Even Tami had her emotional limits, though. Down the hall, a 22-year-old specialist named James Fair wouldn't accept the loss of his two hands. He had also lost both eyes when a bomb he tried to defuse exploded, and nerve sensations tricked him into thinking he still had hands. He kept asking Tami to pass him objects. "James, you don't have any hands," she'd reply. He'd refuse to believe her, demanding next that she hold one of his stumps.

Some caretakers intentionally kept their distance from the soldiers to maintain their morale. Captain Kathleen Yancosek couldn't get close enough. A rehabilitation specialist known by everyone simply as "Captain Katie," she was a razor-thin blonde who almost dissolved into tears when she visited her first patient on the ward, a teenage soldier who had lost a leg in Iraq. He was crying from the pain. His mother was hysterical. The 27-year-old therapist braced herself, realizing that she was supposed to be the one whom they had confidence in to help him get better.

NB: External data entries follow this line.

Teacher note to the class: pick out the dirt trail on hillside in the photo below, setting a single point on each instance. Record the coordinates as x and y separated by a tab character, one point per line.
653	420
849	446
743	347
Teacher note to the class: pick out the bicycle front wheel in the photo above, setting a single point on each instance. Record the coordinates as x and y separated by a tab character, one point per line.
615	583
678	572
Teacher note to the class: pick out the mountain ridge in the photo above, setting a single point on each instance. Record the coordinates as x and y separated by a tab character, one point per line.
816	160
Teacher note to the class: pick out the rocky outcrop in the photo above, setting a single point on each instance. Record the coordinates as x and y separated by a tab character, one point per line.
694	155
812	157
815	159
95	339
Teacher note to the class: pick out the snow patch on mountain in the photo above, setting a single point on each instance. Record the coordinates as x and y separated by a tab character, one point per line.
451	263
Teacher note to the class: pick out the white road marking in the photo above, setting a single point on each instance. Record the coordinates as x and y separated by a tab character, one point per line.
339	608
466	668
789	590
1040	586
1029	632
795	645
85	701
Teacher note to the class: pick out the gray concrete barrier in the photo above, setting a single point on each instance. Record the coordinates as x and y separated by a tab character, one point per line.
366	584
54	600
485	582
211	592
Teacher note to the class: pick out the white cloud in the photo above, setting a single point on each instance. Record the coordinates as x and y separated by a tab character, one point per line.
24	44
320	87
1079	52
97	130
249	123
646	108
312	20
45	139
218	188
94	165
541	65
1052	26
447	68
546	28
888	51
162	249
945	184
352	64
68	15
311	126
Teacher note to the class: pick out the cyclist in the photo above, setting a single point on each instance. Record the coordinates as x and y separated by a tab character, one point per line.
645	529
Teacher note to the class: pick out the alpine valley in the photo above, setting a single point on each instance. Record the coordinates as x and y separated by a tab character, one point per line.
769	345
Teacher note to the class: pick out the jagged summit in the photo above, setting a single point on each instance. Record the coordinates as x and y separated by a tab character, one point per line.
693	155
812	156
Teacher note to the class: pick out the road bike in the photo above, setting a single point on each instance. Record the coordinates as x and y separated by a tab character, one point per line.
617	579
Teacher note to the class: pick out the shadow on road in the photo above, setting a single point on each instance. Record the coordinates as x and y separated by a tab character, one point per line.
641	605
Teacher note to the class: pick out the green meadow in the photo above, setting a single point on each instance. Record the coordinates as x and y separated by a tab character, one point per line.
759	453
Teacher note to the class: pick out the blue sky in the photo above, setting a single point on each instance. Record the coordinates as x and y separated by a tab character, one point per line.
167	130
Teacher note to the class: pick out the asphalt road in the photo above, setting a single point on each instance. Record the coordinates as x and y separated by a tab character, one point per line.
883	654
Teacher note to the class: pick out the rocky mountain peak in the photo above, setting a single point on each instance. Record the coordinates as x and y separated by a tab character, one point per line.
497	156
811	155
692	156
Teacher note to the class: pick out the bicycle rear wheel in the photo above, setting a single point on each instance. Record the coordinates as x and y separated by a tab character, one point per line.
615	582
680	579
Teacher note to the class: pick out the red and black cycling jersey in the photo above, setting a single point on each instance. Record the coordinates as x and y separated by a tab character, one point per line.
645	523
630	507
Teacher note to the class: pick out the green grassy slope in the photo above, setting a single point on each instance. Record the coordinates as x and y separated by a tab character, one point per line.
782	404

The best way to toughen up, Katie decided, was to look past the grievous injuries and to treat her patients as friends, not as amputees. She got to know them as intimately as they would permit, moving quickly beyond their hobbies and children's names. With her soft touch and sisterly concern, she often picked up more information than the hospital psychologists. Captain Katie knew if a soldier was checking out Internet dating services, fighting with a spouse, fretting about bills, or struggling to knot a tie with one hand. She made a habit of staying up at night to acquaint herself with their personal stories and continuously updating them. In mid-November, she walked in on Sergeant Heath Calhoun on his first day on the ward. He was sobbing in the arms of his wife and questioning how he could survive after both of his legs had been blown off by a rocket-propelled grenade. Though uncomfortable at first, Katie stuck around to console the 24-year-old Ranger, and from that day on followed each phase of his recovery. When he was on furlough and had to bounce on his butt up a flight of stairs to check on his crying son, Katie commiserated. When his young wife seemed overcome by the burden of a handicapped husband, Katie fretted for their marriage. After he went snowboarding on an amputee outing to Colorado, Katie brimmed with compliments.

Aside from a limb, the biggest loss to patients was their dignity. We were half-naked, helpless, fed from tubes, drugged, and constantly poked and prodded. Tami and Katie specialized in personal care, hoping to remind the wounded they were more than medical specimens. Jim Mayer made milk shakes his calling card because they were the last thing you'd find in a hospital; they established a personal bond, like a pitcher of beer. Jim learned everyone's favorite flavor as if he were an old drinking buddy who had bought a round at the neighborhood tavern.

Most of 57's workers could have pulled up a stool. They treated us like family members, warm and sensitive. I never would have imagined such a focus on individual needs in an institution that emphasizes group uniformity. But in a season of giving, they held nothing back.